Cologuard is a multi-target stool DNA test (mt-sDNA). Using a stool sample, it detects mutations associated with colorectal cancer in the DNA of cells shed by advanced adenomas as stool moves through the large intestine and rectum. Patients with positive test results are advised to undergo a diagnostic colonoscopy. In August 2014, the U.S. Food and Drug Administration (FDA) approved Cologuard. In October 2014, Cologuard was approved for Medicare coverage.
The 60-second ad features an animated representation of the test—a white square with arms and legs and a face and a mouth that moves—explaining how the test works: it is ordered by the doctor, and then the health consumer collects the sample and ships it to the lab. It’s as easy as “get-go-gone,” the little character tells the viewer.
How well will this ad campaign work? Will Cologuard be accepted by the clinical community? According to some news reports, its reception has been mixed so far. In part, this may be because last October the U.S. Preventive Services Task Force (USPTF) designated stool DNA testing only as an “alternative screening test” (along with CT colonography) for colon cancer. A final recommendation has not yet been made.
More broadly, how will television commercials advertising DTC lab tests—which seems to be an idea whose time is here—be received by the public?

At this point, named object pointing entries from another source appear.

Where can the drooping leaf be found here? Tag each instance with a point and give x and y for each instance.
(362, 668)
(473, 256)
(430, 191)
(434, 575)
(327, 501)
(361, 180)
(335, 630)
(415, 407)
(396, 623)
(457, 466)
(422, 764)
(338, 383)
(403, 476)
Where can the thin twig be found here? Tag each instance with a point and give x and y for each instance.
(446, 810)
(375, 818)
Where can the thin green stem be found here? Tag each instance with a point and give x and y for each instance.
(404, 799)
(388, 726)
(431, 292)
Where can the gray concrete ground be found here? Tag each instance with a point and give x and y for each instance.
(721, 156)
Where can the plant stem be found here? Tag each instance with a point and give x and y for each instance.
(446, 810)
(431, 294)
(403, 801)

That remains to be seen, but it is a safe bet that the FDA will offer cautions and warnings to consumers, as it already does with regard to pharmaceuticals.
In one online publication, for instance, “Keeping Watch Over Direct-to-Consumer Ads,” the FDA considers the drug ads in terms of balance and accuracy, provides a checklist of what advertisers must provide, summarizes different types of ads, and reviews arguments typically made by people and organizations that favor and oppose the ads. A second online source from the FDA, “The Impact of Direct-to-Consumer Advertising,” focuses on physician and consumer surveys about DTC pharmaceutical advertising, measuring both the public and professional perceptions of the value of such advertising. It seems likely that comparable online resources will be created for advertising for diagnostic assays—in the case of something like Cologuard, for example, a resource that compares its accuracy to that of a colonoscopy.
Of course, the FDA has a comprehensive surveillance and enforcement program that is dedicated to keeping pharmaceutical advertisers honest, and we can assume that something analogous will be in place for diagnostics. The ongoing saga of Theranos, the private company that claims to provide comprehensive testing based on a few drops of blood collected via fingerstick, shows how the FDA might proceed when more DTC assays are advertised via TV commercials. Last fall, the FDA reported what it deemed to be major problems with the company’s practices and ordered Theranos to stop using its Edison blood-collection device for all but one of the 200 tests for which it had been offered.
Will television advertising of DTC products be good for the clinical lab industry? Any DTC products, however communicated to their audience, are, in a sense, competition; but they also raise public awareness of clinical lab testing. And it is not hard to imagine some companies diverting some of their testing to labs other than their own. I would love to hear readers’ perspectives.